Alternatively, if you consider the directions of the field surrounding the wire due to the current and its interaction with the external uniform field, the wire will want to move in the direction that the field is weakest and away from where it's strongest. So the external field should be in a direction that will oppose the wire's field on top of the wire (for mutual cancellation) and reinforce it on the bottom.

But the external field and the field at the top (going into the page) are in different directions

 

[flyingpig]

By the way, did I get it right though? Because that's important...

 

[gneill]

The external field comes out of the page. What you've drawn seems to be the field due to the horizontal wire.

Note that the vertical wires will contribute some to the net magnetic field between the wires -- both of them contribute a field that comes out of the page between the wires. I haven't done a calculation to see if it's significant compared to the required strength of the external uniform field.

 

[flyingpig]

But it says perpendicular to the page? How do you know the external field is out of the page?

Yes the field with the dots and crosses are for the horizontal wire.

So that means my initial drawing was right? My problem is that I don't know which B-field to cross it with for the horizontal bar

 

[gneill]

But it says perpendicular to the page? How do you know the external field is out of the page?

Yes the field with the dots and crosses are for the horizontal wire.

So that means my initial drawing was right? My problem is that I don't know which B-field to cross it with for the horizontal bar

The problem statement says that there is a uniform field perpendicular to the page. That is the field that the wire's field is interacting with in order to create the "push" that moves the wire. Or, if you're looking at it in terms of the charges moving in the wire, that is the field that you are crossing with the velocity vector.

 

[flyingpig]

Or, if you're looking at it in terms of the charges moving in the wire, that is the field that you are crossing with the velocity vector.

But this part is where I am having uncertainties about

 

[gneill]

But this part is where I am having uncertainties about

How so? You have a field that is either going into or coming out of the page.
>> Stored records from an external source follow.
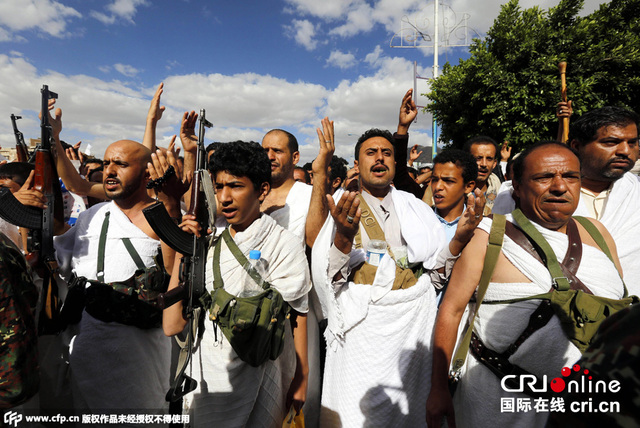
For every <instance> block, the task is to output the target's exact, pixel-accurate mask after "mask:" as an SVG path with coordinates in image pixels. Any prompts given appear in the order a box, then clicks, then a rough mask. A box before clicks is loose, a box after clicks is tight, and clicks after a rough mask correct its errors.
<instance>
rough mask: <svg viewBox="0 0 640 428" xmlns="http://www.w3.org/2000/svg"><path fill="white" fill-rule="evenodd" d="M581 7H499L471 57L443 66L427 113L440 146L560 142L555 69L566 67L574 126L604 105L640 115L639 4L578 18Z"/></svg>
mask: <svg viewBox="0 0 640 428" xmlns="http://www.w3.org/2000/svg"><path fill="white" fill-rule="evenodd" d="M582 6H583V0H561V1H560V2H559V4H558V6H556V7H554V8H551V9H549V10H548V11H546V10H541V9H540V8H538V7H533V8H530V9H522V8H520V6H519V4H518V0H511V1H509V2H508V3H507V4H505V5H503V6H502V9H501V12H500V14H499V15H498V17H497V18H496V20H495V21H494V23H493V26H492V27H491V29H490V30H489V31H488V33H487V36H486V38H485V39H484V40H480V39H475V40H474V42H473V44H472V46H471V48H470V53H471V57H470V58H469V59H467V60H460V63H459V64H458V65H457V66H451V65H450V64H448V63H447V64H445V65H444V67H443V74H442V76H440V77H438V79H436V80H435V82H433V85H432V88H431V92H430V93H428V94H427V96H428V97H429V98H430V99H431V100H432V102H431V103H430V104H429V105H428V106H427V110H429V111H431V112H432V113H433V114H434V116H435V117H436V118H437V120H438V122H439V123H440V126H441V134H440V141H441V142H444V143H446V144H450V145H452V146H454V147H461V146H462V145H463V144H464V141H466V140H467V139H468V138H470V137H473V136H476V135H489V136H492V137H493V138H495V139H496V140H497V141H502V140H508V141H510V142H512V144H513V145H514V146H515V147H516V148H519V149H521V148H523V147H526V146H527V145H529V144H532V143H534V142H537V141H540V140H548V139H555V137H556V133H557V129H558V121H557V119H556V117H555V106H556V104H557V103H558V102H559V101H560V78H559V73H558V63H559V62H560V61H567V63H568V66H567V91H568V97H569V99H570V100H572V101H573V110H574V116H573V118H572V120H573V119H575V118H576V117H578V116H579V115H580V114H582V113H584V112H586V111H588V110H592V109H594V108H598V107H602V106H604V105H618V106H626V107H629V108H631V109H633V110H635V111H637V112H640V0H612V1H611V2H610V3H607V4H603V5H601V6H600V8H599V9H598V10H596V11H595V12H593V13H592V14H591V15H588V16H586V17H579V16H578V13H579V11H580V10H581V8H582Z"/></svg>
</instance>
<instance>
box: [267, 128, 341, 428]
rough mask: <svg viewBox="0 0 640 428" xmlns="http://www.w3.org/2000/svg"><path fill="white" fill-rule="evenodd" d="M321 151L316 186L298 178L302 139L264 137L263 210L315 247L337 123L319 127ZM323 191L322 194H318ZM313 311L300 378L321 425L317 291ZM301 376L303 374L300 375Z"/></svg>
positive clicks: (317, 161)
mask: <svg viewBox="0 0 640 428" xmlns="http://www.w3.org/2000/svg"><path fill="white" fill-rule="evenodd" d="M318 136H319V138H320V153H319V155H318V158H317V159H318V160H319V161H320V162H318V161H316V162H314V164H313V173H314V175H315V178H316V181H315V182H314V183H315V184H314V187H312V186H309V185H307V184H305V183H303V182H297V181H296V180H295V178H294V169H295V166H296V164H297V163H298V161H299V160H300V152H298V140H297V139H296V137H295V136H294V135H293V134H291V133H290V132H288V131H285V130H283V129H272V130H271V131H269V132H267V133H266V134H265V136H264V137H263V139H262V147H263V148H264V150H265V152H266V153H267V156H268V157H269V161H270V162H271V191H270V192H269V193H268V194H267V196H266V197H265V200H264V202H263V203H262V205H261V207H260V210H261V211H262V212H264V213H266V214H269V215H270V216H271V217H272V218H273V219H274V220H275V221H276V223H278V224H279V225H280V226H282V227H284V228H285V229H287V230H289V231H290V232H292V233H293V234H295V235H296V236H297V237H298V238H299V239H300V241H301V242H302V244H303V245H305V244H306V245H307V246H308V247H312V246H313V243H314V241H315V236H316V235H317V233H318V231H319V230H320V227H321V226H322V223H323V222H324V219H325V218H326V216H327V208H326V205H324V206H322V207H320V208H319V209H317V210H315V211H310V210H309V206H310V203H311V199H312V194H313V192H316V199H318V198H323V197H324V193H325V189H324V187H323V183H325V181H326V180H327V166H328V162H329V161H330V160H331V156H332V155H333V150H334V149H333V145H334V141H333V138H334V137H333V122H331V121H329V119H328V118H324V119H323V120H322V131H321V130H320V129H318ZM318 192H319V194H318ZM309 302H310V303H309V311H308V312H307V313H304V314H299V315H298V320H299V321H300V322H304V323H307V334H308V359H309V372H308V374H307V375H306V376H305V379H304V380H302V379H297V381H301V382H304V383H307V384H308V388H307V396H306V401H305V404H304V407H303V409H302V410H303V413H304V417H305V426H307V427H308V428H315V427H317V426H318V419H319V416H320V386H321V381H322V380H321V375H320V372H321V368H320V331H319V326H318V320H319V318H321V316H322V313H321V308H320V307H319V303H318V298H317V297H316V295H315V292H314V291H313V290H311V292H310V293H309ZM296 375H297V377H299V374H298V373H297V374H296Z"/></svg>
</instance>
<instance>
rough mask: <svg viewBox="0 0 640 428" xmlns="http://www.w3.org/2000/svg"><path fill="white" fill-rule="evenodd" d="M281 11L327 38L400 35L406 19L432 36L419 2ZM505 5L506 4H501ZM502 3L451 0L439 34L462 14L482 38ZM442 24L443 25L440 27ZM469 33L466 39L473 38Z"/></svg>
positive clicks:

You have a velocity vector determined by the direction of the current flowing in the horizontal wire. Determine the direction of the force that results for each case by the right hand rule for cross products (or whatever method you prefer).

 

[flyingpig]

How so? You have a field that is either going into or coming out of the page. You have a velocity vector determined by the direction of the current flowing in the horizontal wire. Determine the direction of the force that results for each case by the right hand rule for cross products (or whatever method you prefer).

Yes that's the part, which B-field should I cross with, that's the dilemma I have been problems with.

The problem sort of hints that I use the on going out so that Fb = Fg, but I don't understand why I must cross with the one coming out of page

 

[gneill]

Yes that's the part, which B-field should I cross with, that's the dilemma I have been problems with.

The problem sort of hints that I use the on going out so that Fb = Fg, but I don't understand why I must cross with the one coming out of page

Because the external field is the one that provides the "traction" for applying a force to the wire. In the absence of an external field, a current carrying wire does not experience any force; it's own field is symmetrical about the wire, so there is no net force in any direction.

 

[flyingpig]

Because the external field is the one that provides the "traction" for applying a force to the wire. In the absence of an external field, a current carrying wire does not experience any force; it's own field is symmetrical about the wire, so there is no net force in any direction.

Oh okay, so that means that the bottom B-field that's coming out of the page is the sum of the rod's own B-field and the vertical bars and hence we cross it with that!

Wow that makes so much more sense now

thanks lol

 

[gneill]

F = I*L x B, where B is the external magnetic field, I is the current in the wire, L is the length of the wire. You don't include the wire's own field in the calculation; that's taken care of by the I*L term.